Email Privacy Legislation Edited Ahead of Wednesday's House Vote

The House Judiciary Committee is slated to vote on the Email Privacy Act this Wednesday, less than a week after Judiciary Chairman Bob Goodlatte (R-Va.) made several key edits to the bill.

The Email Privacy Act is a bipartisan bill led by Kevin Yoder (R-Kan.) and Jared Polis (D-Colo.) aimed at closing a loophole in the 1986 Electronic Communications Privacy Act (ECPA) that allows the government to use a subpoena to force technology companies and service providers to reveal customers' emails that are more than 180 days old.

If passed and signed into law, the new bill would ensure that government agencies obtain a warrant before any stored electronic communications are exchanged.
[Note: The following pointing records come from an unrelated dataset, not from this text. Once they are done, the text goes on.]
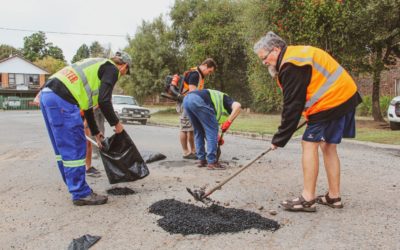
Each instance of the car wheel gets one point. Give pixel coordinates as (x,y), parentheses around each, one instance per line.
(394,125)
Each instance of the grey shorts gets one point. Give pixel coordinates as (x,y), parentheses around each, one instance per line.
(185,124)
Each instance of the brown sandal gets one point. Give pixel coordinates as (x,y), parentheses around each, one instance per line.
(328,201)
(299,204)
(215,166)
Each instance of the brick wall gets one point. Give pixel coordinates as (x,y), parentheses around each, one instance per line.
(4,80)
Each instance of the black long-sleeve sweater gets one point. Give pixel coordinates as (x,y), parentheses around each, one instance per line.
(295,80)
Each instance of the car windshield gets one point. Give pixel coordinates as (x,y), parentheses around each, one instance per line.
(124,100)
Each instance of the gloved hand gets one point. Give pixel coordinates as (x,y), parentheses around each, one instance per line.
(225,125)
(220,140)
(180,98)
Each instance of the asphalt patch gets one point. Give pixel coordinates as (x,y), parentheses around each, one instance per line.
(182,218)
(120,191)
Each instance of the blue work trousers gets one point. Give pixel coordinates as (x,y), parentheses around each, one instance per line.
(202,117)
(65,127)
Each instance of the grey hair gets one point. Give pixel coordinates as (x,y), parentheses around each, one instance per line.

Law enforcement would still only need a subpoena, however, to access a customer’s information such as name, contact information and payment information.
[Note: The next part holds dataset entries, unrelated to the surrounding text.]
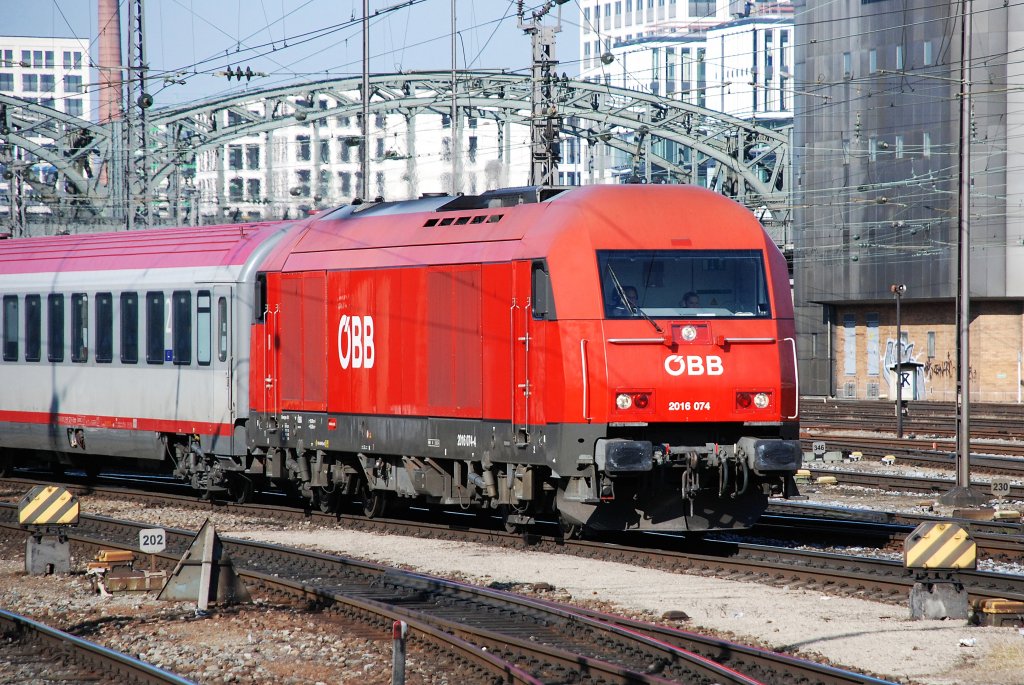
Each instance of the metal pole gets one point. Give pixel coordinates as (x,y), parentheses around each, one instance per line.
(898,291)
(365,157)
(455,111)
(964,248)
(399,630)
(962,495)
Judiciary Chairman Bob Goodlatte (R-Va.) made several key edits to the bill on Friday, including pulling back an amendment that would require law enforcement to notify suspects when a warrant had been served to their communications provider within ten days.
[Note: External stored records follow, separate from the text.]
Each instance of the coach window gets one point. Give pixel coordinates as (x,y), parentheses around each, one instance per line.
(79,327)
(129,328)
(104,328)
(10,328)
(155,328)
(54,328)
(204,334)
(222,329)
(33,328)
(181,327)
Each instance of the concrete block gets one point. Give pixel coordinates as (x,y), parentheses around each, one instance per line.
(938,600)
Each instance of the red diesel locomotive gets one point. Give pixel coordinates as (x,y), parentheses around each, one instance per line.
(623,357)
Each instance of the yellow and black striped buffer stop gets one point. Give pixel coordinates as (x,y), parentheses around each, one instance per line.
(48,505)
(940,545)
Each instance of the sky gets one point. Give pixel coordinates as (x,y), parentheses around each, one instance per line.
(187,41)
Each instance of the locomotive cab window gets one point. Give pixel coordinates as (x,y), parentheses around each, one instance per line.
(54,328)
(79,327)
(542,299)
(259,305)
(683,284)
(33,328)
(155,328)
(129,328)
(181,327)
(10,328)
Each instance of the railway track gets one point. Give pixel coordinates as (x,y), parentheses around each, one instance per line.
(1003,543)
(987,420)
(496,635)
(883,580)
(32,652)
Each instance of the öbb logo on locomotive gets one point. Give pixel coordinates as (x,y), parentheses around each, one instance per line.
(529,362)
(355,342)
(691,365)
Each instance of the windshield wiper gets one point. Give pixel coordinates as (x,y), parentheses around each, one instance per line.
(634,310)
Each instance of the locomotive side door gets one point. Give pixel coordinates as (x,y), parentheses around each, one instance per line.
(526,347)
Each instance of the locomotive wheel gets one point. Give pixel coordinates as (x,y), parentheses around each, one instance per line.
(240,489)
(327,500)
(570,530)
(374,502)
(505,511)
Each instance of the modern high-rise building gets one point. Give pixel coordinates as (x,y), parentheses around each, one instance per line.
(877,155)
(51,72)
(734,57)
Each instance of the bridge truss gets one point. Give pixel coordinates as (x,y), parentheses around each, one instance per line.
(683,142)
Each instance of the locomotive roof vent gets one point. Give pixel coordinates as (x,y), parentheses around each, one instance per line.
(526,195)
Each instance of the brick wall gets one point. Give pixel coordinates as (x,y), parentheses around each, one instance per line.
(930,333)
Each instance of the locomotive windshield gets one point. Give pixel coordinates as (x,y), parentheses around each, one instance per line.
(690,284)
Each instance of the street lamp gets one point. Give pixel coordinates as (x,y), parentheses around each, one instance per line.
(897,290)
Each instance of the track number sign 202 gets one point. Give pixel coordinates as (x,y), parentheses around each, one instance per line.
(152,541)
The new edits allow providers to notify their customers unless a court has ruled that the notice should be delayed.

Yoder accepted the edits to his authored bill Monday morning, reports The Hill.

With over 300 co-sponsors, the bill is predicted to move past the Judiciary Committee on Wednesday, but further movement is dubious in a gridlocked partisan government during an election year.